TANATOS 12

No le quise enviar la segunda pues se le veía perfectamente todo… todo lo que María albergaba entre sus piernas… y… me parecía demasiado, me parecía una locura mandarle eso… Dudaba entre la primera y la tercera… es que estaba tan cachondo que sopesaba realmente enviarle la tercera… Además, no sabía como explicarlo… pero quería que… no sé, quería su aprobación… que me agradeciera la foto… y que le excitase. Pensé que en la tercera, a pesar de su cara de guarra se tapaba el coño con una mano y con el pelo se tapaba las tetas, y aun cogiéndose una teta con la mano apenas se veía realmente nada; era la foto más morbosa de las tres, pero en esencia era la que menos enseñaba. Así que, finalmente… le envié la tercera foto. Su respuesta no se hizo esperar:

-¡¡¡¡LA MADRE QUE LA PARIÓ!!!!

Le respondí pero él no respondía, hasta pasados unos minutos:

-Así me gusta, Pablito, que te portes bien.
-¿Qué te parece?
-Que me va a parecer… qué cara de puta… si te pone esa cara a ti… la que me pondrá a mi. ¿te imaginas? Jajaja.

Yo hacía tiempo que estaba curado de espanto y totalmente acostumbrado a que hablara así de ella.

-Ya… bueno ¿qué hacemos? ¿Te vas a hacer la paja con la foto? -pregunté.
-Jajajaj, primero háztela tú, yo esta foto tengo que disfrutarla con calma, y mándame foto de tu mini polla. Qué le vamos a hacer, me hace gracia.
-¿Y lo que hicisteis el viernes pasado cuando me lo cuentas?
-En persona, Pablito, un día te pasas por aquí. Hazte la paja ahí en el curro imaginando que me la follo, venga.

Yo no estaba muy convencido, pero quería complacerle. Esperé un poco a que se me bajara la erección y fui hacia los baños del trabajo. Sentado en el inodoro comencé a masturbarme… entre la foto… que él la tuviera… que él estuviera con ella… lo del viernes… no me faltaba material para correrme, pero le hice caso y simplemente imaginé, como tantas veces, que se follaba a María, esta vez que lo hacía en su apartamento esa misma tarde. No tardé en correrme ni dos minutos… Dejé que todo aquel líquido blanco me embadurnase la zona baja del vientre y el vello púbico… y mi polla se recogiese un poco, con cuidado de no mancharme la ropa y le envié la foto.

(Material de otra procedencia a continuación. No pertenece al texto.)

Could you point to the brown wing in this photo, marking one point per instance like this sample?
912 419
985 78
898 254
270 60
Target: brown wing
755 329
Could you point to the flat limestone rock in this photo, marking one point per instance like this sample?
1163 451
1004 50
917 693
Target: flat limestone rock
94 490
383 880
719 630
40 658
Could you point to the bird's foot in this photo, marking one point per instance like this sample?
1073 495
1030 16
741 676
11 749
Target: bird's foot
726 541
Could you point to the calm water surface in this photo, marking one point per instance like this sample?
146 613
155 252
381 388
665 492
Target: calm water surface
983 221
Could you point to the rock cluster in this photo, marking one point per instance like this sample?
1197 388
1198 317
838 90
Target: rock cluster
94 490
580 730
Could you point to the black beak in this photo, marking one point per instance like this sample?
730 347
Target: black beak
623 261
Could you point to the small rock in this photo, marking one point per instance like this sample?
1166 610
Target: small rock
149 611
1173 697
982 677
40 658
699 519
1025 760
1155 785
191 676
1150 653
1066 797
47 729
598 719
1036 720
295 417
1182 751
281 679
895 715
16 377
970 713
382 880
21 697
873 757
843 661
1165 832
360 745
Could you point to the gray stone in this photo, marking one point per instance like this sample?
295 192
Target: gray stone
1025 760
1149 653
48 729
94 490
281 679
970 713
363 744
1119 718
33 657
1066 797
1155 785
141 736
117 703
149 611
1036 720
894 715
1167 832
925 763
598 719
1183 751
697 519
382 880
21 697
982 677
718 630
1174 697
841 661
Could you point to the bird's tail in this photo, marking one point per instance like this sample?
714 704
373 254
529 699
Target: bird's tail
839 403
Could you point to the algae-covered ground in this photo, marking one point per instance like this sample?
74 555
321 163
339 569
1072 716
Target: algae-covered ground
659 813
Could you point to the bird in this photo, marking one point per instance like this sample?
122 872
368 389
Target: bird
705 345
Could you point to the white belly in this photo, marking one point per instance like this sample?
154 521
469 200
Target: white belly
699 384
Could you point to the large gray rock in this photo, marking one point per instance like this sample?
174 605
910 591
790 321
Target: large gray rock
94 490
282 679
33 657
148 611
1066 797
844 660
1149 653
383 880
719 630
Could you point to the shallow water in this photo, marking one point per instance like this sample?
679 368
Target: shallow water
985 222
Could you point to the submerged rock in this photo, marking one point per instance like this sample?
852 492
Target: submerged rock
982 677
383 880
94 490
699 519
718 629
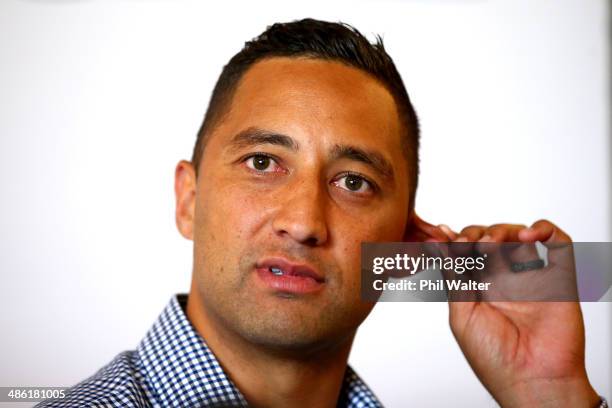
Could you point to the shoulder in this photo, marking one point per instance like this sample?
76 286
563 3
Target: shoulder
118 384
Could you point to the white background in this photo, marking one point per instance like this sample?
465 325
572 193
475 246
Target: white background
100 99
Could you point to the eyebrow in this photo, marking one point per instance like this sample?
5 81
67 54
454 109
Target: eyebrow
254 136
374 159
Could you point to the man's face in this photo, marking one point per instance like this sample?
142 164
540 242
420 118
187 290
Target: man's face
306 165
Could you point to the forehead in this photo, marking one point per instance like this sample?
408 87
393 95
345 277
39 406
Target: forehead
316 101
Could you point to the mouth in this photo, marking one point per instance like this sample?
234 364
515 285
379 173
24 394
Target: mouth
285 276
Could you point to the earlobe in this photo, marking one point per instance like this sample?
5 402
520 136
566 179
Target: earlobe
185 194
419 230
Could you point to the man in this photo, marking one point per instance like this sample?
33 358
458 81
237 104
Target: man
308 148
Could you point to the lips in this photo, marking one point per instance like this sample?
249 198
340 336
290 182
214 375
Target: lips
282 275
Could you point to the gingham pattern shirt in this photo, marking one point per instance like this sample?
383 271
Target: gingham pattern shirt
173 367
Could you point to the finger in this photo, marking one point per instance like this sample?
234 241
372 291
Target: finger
420 230
473 233
545 232
450 234
503 233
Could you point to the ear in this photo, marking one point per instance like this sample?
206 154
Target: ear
419 230
185 193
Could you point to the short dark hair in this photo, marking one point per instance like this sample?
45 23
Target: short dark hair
324 40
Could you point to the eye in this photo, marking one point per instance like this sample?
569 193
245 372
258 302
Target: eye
354 183
262 163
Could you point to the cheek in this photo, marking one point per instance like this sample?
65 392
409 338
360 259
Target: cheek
351 231
227 214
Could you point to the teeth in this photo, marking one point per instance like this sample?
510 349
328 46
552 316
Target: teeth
276 271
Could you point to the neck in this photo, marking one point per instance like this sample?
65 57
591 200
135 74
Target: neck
273 378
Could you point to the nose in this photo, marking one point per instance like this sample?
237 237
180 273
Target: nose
301 215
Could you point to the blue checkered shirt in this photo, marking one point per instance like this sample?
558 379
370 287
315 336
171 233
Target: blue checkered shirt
173 367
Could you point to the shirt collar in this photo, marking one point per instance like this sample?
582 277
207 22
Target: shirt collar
181 370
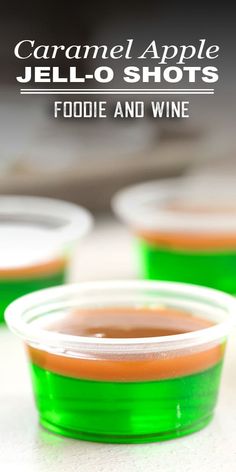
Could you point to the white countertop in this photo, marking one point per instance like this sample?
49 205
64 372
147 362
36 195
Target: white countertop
24 446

Tan pronto se la envié supe que de nuevo aquello se me había ido de las manos. Me limpié y me fui a mi mesa inmediatamente. No quise ni mirar el móvil a ver qué me respondía. Sabía que él me estaba puteando con lo de mandarme foto de su paja. Además tenía la foto de mi paja, la foto de María, estaba con ella, seguía sin contarme lo que había pasado el viernes, y yo tenía que concentrarme y volver a trabajar.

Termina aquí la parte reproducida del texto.